[R] how to find number of unique rows for combination of r columns
Boris Steipe
bor|@@@te|pe @end|ng |rom utoronto@c@
Fri Nov 8 16:49:48 CET 2019
Are you trying to eliminate duplicated rows from your dataframe? Because that would be better achieved with duplicated().
B.
> On 2019-11-08, at 10:32, Ana Marija <sokovic.anamarija using gmail.com> wrote:
>
> would you know how would I extract from my original data frame, just
> these unique rows?
> because this gives me only those 3 columns, and I want all columns
> from the original data frame
>
>> head(udt)
> chr pos gene_id
> 1 chr1 54490 ENSG00000227232
> 2 chr1 58814 ENSG00000227232
> 3 chr1 60351 ENSG00000227232
> 4 chr1 61920 ENSG00000227232
> 5 chr1 63671 ENSG00000227232
> 6 chr1 64931 ENSG00000227232
>
>> head(dt)
> chr pos gene_id pval_nominal pval_ret wl wr META
> 1: chr1 54490 ENSG00000227232 0.608495 0.783778 31.62278 21.2838 0.7475480
> 2: chr1 58814 ENSG00000227232 0.295211 0.897582 31.62278 21.2838 0.6031214
> 3: chr1 60351 ENSG00000227232 0.439788 0.867959 31.62278 21.2838 0.6907182
> 4: chr1 61920 ENSG00000227232 0.319528 0.601809 31.62278 21.2838 0.4032200
> 5: chr1 63671 ENSG00000227232 0.237739 0.988039 31.62278 21.2838 0.7482519
> 6: chr1 64931 ENSG00000227232 0.276679 0.907037 31.62278 21.2838 0.5974800
>
> On Fri, Nov 8, 2019 at 9:30 AM Ana Marija <sokovic.anamarija using gmail.com> wrote:
>>
>> Thank you so much!

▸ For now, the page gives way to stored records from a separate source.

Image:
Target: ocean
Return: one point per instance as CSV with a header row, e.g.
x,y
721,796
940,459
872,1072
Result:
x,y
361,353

Converting it to data frame resolved the issue!
>>
>> On Fri, Nov 8, 2019 at 9:19 AM Gerrit Eichner
>> <gerrit.eichner using math.uni-giessen.de> wrote:
>>>
>>> It seems as if dt is not a (base R) data frame but a
>>> data table. I assume, you will have to transform dt
>>> into a data frame (maybe with as.data.frame) to be
>>> able to apply unique in the suggested way. However,
>>> I am not familiar with data tables. Perhaps somebody
>>> else can provide a more profound guess.
>>>
>>> Regards -- Gerrit
>>>
>>> ---------------------------------------------------------------------
>>> Dr. Gerrit Eichner Mathematical Institute, Room 212
>>> gerrit.eichner using math.uni-giessen.de Justus-Liebig-University Giessen
>>> Tel: +49-(0)641-99-32104 Arndtstr. 2, 35392 Giessen, Germany
>>> http://www.uni-giessen.de/eichner
>>> ---------------------------------------------------------------------
>>>
>>> Am 08.11.2019 um 16:02 schrieb Ana Marija:
>>>> I tried it but I got this error:
>>>>> udt <- unique(dt[c("chr", "pos", "gene_id")])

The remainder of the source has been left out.